VS> Can it improve the scalability of the code (since less amount of data should
VS> be communicated)?

that depends a bit on the cpu and on the resulting grid. i seems that
for power-of-two grids most vendor tuned FFTs can outrun FFTW2, but
if your systems needs a grid that is slightly larger and where the
vendor FFT (or FFT_DEFAULT) need to use a much larger grid than FFTW
you'll get better times. 

formally having a larger grid _increases_ the "scalability", since 
you have more data to distribute. but it _decreases_ the efficiency 
since you need more cpus to do the same job (the same goes for 
slower/faster cpus. a faster cpu decreases scalability).

as you can see, the world of benchmarking and performance comparisons
is a bit of a mine-field where numbers can be easily misleading and
you always have to verify whether certain claims apply to your case.
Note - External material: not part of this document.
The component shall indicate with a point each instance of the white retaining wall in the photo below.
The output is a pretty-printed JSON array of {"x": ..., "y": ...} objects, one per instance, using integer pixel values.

e.g. a common claim is that on opteron cpus you _have_ to use the PGI
compilers, since intel compilers do not optimize for opteron. while 
that is a correct statement we also have to consider that we are 
dealing with a code where the generic pentium3 optimization seems to
give the best performance (provided you use vendor tuned libraries
for BLAS/LAPACK). so it doesn't matter how well the "relative" optimization
for opteron is compared to the generic case, but how well can the 
compiler optimize code in general and this is where the intel compilers
beat the PGI compilers for CPMD on Intel _and_ on AMD cpus (not to 
mention the many, many compiler bugs and miscompilations of PGI
at high optimization levels. ok. intel is not that reliable at the
highest optimization level, too. but luckily that doesn't matter since
that code executes slower than the less optimized.).

cheers,
    axel.

VS> 
VS> best regards,
VS> Vladimir
VS> 
VS> 
VS> >
-- 
=======================================================================
Axel Kohlmeyer   akohlmey at cmm.chem.upenn.edu   http://www.cmm.upenn.edu
   Center for Molecular Modeling   --   University of Pennsylvania
Department of Chemistry, 231 S.34th Street, Philadelphia, PA 19104-6323
tel: 1-215-898-1582,  fax: 1-215-573-6233,  office-tel: 1-215-898-5425
=======================================================================
If you make something idiot-proof, the universe creates a better idiot.